Kyle Mantyla, senior fellow with People For the American Way, has been tracking Barton’s career — and the criticism he’s generated from both the right and left.
“That Rep. Bachmann would possibly tap someone like David Barton to teach this class is in no way surprising, since Bachmann clearly has no desire to gain a true understanding of the Constitution and is looking instead for an opportunity to pass off right-wing propaganda as scholarship,” Mantyla told the Minnesota Independent. “As such Barton is the perfect teacher for her effort. In fact, only Bachmann would consider having a class on the Constitution taught by a man whose academic credentials consist entirely of a B.A. from Oral Roberts University and an Honorary Doctorate of Letters from Pensacola Christian College.’”
Mantyla points to a PFAW report on Barton that includes criticism from several important sources. Barton’s work has been unfavorably criticized by the Institute of Church-State Studies at Baylor University, History professor Richard Pierard of Indiana State University, the Baptist Joint Committee for Religious Liberty and the Texas Freedom Network.
Former Republican Senator Arlen Specter wrote in the Harvard Journal of Law and Public Policy that Barton’s “pseudoscholarship would hardly be worth discussing, let alone disproving, were it not for the fact that it is taken so very seriously by so many people.”
The classes will be a part of the new Constitutional Conservative Caucus that Bachmann intends to start. It would be separate from the Tea Party Caucus that she founded in the U.S. House earlier this year.
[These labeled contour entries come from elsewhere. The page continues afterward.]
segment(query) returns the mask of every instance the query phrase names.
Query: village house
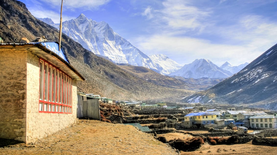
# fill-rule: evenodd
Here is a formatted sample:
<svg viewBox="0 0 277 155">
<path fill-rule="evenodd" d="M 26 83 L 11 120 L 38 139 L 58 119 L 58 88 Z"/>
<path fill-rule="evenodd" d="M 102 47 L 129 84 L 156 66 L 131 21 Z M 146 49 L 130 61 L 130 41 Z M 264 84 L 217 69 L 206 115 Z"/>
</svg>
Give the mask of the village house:
<svg viewBox="0 0 277 155">
<path fill-rule="evenodd" d="M 247 133 L 248 129 L 243 126 L 239 126 L 238 127 L 237 130 L 238 134 L 243 135 Z"/>
<path fill-rule="evenodd" d="M 240 113 L 246 112 L 244 110 L 228 110 L 222 113 L 223 119 L 233 119 L 237 120 L 238 114 Z"/>
<path fill-rule="evenodd" d="M 244 123 L 245 126 L 246 127 L 250 127 L 249 118 L 255 115 L 267 115 L 263 112 L 251 112 L 240 113 L 237 116 L 237 120 L 241 121 Z"/>
<path fill-rule="evenodd" d="M 276 114 L 256 115 L 249 118 L 250 127 L 261 129 L 277 129 Z"/>
<path fill-rule="evenodd" d="M 58 43 L 0 44 L 0 138 L 26 143 L 77 121 L 77 81 Z"/>
<path fill-rule="evenodd" d="M 224 112 L 223 111 L 211 111 L 209 112 L 208 112 L 216 115 L 217 118 L 217 119 L 221 119 L 223 118 L 223 115 L 222 115 L 222 113 L 223 113 L 223 112 Z"/>
<path fill-rule="evenodd" d="M 185 116 L 185 119 L 181 125 L 189 128 L 196 124 L 201 125 L 214 123 L 216 115 L 207 112 L 199 112 L 189 113 Z"/>
</svg>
“Scholars such as David Barton, members of the media who cherish [the founding] principles such as [Fox News host] Sean Hannity, honorable commentators such as Judge [Andrew] Napolitano, honorable judges and justices, and leading legal minds will and have been invited to speak,” Brooke Bialke, Bachmann’s deputy chief of staff, told AOL News. “Topics ranging from the commerce clause to the intersection of constitutional principles with daily concerns such as Medicare will be covered.”